Diario del lettore

Che cosa significa leggere? Cosa ci spinge ai libri? Cosa proviamo quando leggiamo?  Non ci sono risposte giuste o sbagliate a queste domande, perché ognuno vive un rapporto diverso e unico con la lettura. In questa rubrica proveremo a raccontare le varie sfaccettature che caratterizzano l’esperienza di lettura  cercando di definire e mappare il tipo di sensazioni che suscita un buon libro.

di Luca D’Angelo

Lettore #4

Quando mi ritrovo dinanzi a un libro incomincio ad ipotizzare quale sia il suo contenuto a partire dalla sua fisicità, dal suo aspetto propriamente fenomenico. Per me, l’azione contemplativo-preparatoria che precede l’atto della lettura è molto importante. Quando l’animo vorace di conoscenza, che arde dalla voglia di sapere, si acquieta mediante l’azione meditativa, ho la possibilità di porre la mano su quel cumulo di pagine che si oppone al mio essere.

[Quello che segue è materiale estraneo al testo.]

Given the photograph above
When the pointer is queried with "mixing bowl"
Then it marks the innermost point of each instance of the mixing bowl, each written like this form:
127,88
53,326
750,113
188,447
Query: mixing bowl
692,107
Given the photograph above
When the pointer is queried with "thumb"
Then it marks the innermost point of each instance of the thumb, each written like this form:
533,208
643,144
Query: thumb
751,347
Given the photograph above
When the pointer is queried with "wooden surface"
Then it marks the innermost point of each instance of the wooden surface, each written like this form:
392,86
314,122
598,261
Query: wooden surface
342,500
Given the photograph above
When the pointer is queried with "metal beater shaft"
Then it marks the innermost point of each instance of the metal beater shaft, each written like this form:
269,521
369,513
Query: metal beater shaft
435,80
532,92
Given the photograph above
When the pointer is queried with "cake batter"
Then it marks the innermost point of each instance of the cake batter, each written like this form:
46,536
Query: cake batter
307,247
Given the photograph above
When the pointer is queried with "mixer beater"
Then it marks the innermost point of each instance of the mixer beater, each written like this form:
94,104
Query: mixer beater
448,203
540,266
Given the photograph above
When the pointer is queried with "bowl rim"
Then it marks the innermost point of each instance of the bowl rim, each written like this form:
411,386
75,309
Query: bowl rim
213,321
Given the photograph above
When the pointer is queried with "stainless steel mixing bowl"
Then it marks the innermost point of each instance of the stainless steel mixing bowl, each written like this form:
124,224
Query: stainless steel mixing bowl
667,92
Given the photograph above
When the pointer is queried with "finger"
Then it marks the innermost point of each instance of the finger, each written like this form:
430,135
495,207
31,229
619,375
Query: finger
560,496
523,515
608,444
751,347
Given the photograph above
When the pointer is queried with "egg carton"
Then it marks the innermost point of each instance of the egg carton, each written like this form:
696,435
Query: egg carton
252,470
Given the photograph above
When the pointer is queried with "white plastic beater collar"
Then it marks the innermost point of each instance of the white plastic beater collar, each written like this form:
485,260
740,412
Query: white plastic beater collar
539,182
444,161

Nel momento in cui apro il libro il cipiglio precipita vertiginosamente verso quelle parole scritte, verso quel nero su bianco. È a partire da questa fase che le pupille dilatatesi cominciano a seguire le varie parole che si susseguono secondo un ordine aprioristico. Di primo acchito la lettura che eseguo è puramente estetica poiché lo sguardo non può fare a meno di notare la moltitudine di lettere, la loro combinazione che genera parole, le quali a loro volta costituiscono periodi, più o meno complessi a seconda dei casi (e non dimentichiamoci della sonorità della parola che prima di ogni cosa è significante e poi significato). Successivamente, cerco con una certa morbosità, le strutture di ragionamento portanti del libro affinché possa interiorizzarne l’essenza, ovvero cerco di comprendere con una pseudo analiticità il significato di un determinato libro. La lettura di un libro (o di una qualsiasi altra cosa che possa essere letta) implica uno scontro che delle volte può avvenire in modo anche violento. Leggere per me significa impelagarsi in questioni sconosciute o complesse dalle quali non è facile districarsi. Occorre tempo per leggere, ma soprattutto per imparare a leggere nel modo giusto. Ciò naturalmente non scalfisce minimamente la bellezza della lettura, anzi la rende più entusiasmante.
Uno di quei libri che mi ha stupito di più e che mi ha sicuramente impartito più insegnamenti sulla vita è Storie di ordinaria follia di Charles Bukowski. In questo libro, lo statunitense Bukowski dà sfogo alla sua più fervente fantasia creando storie che sfiorano la dimensione paranormale, ma lo stile di quest’autore è in grado di ancorarle alla realtà, grazie al suo modo così realistico di esprimersi: non a caso viene definito dalla critica come il “realista della parola”. Un altro elemento che mette in evidenza il suo stile è dato dalle storie/aneddoti relativi alla sua vita passata, che vengono raccontati con una chiarezza e una linearità che ho riscontrato in pochissimi libri.
Da ciò si può evincere in modo incontrovertibile che il protagonista indiscusso di queste storie è l’autore stesso: delle volte è lui, altre volte sono delle sue trasposizioni o trasfigurazioni.
Ma chi è Charles?
Charles è uno straccione da quattro soldi che gira per le strade dell’America degli ‘60/’70 senza nemmeno un centesimo in tasca, ma ha una grande voglia di vivere quanto di scrivere le situazioni che gli capitano e non solo…
Bukowski ama così tanto vivere e raccontare la vita attraverso la sua lente che ha preferito essere uno squattrinato senza lavoro in una società prettamente capitalista e ossessionata dal lavoro per non essere sottoposto al giogo di quei macchinosi processi sociali. Ama vivere e raccontare la sua vita pieni di eccessi e non ha paura di portare alla luce le falle di una società apparentemente sviluppata.
Questo scrittore mi ha insegnato a vivere la vita nonostante le innumerevoli avversità: per vedere il miglior spettacolo di sempre non c’è nemmeno bisogno di pagare il biglietto, poiché basta uscire fuori dalla propria casa.